According to a news article by Singapore Business Review (SBR) quoting Singapore’s national bank DBS, the latest GDP figure will decline 5% quarter-to-quarter which is the worst ever since the financial crisis in 2009. Led by the poor economic performance of the manufacturing sector and especially the industrial production, Singapore is poised to face its first recession soon in July. The official GDP report from the Government will only be announced after the National Day on Tuesday (August 11).

Photo from sgmoneymatters
Photo from sgmoneymatters

In yesterday’s National Day Message, Prime Minister Lee Hsien Loong did not mention about GDP growth at all for the first time in his 12 years of National Day Message. The PM will likely call for an election next month in September to avoid the economic crash his government has led Singapore into despite his ultra-liberal immigration and economic policies.

You may view DBS’s quote from SBR below:

“Marginal upward revision in the services sector is expected to be offset by even deeper contraction in the manufacturing sector. Industrial production figures for June had come in worse than expected.

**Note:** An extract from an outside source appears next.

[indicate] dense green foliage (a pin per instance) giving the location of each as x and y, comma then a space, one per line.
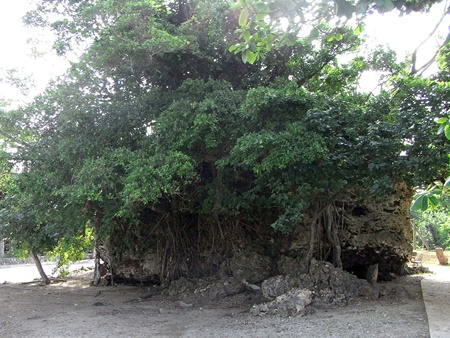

Industrial output fell by 4.4% YoY and 3.3% MoM sa. It’s an utterly poor outcome and this is way lower than the -1.8% YoY assumed in the recent advance GDP estimates for 2Q15.

Services sector growth figures tend to get underestimated in every preliminary estimate. So, expect this figure to be revised upward to 3.3% YoY, up from the advance projection of 3.0% YoY. However, a domestic labour crunch due to the restructuring effort has been weighing down on the performance of the sector. In fact, even with the upward revision, services growth has moderated significantly from 4.2% YoY in the previous quarter.

Ultimately, external demand has been weak amidst the dicey global economic conditions. Absent a recovery in the global economy, manufacturing performance will continue to languish and weigh down on overall GDP growth outlook. Indeed, downside risks are certainly piling up. Against the backdrop of a second quarter GDP contraction, risk of a technical recession, albeit still low, should not be dismissed entirely.”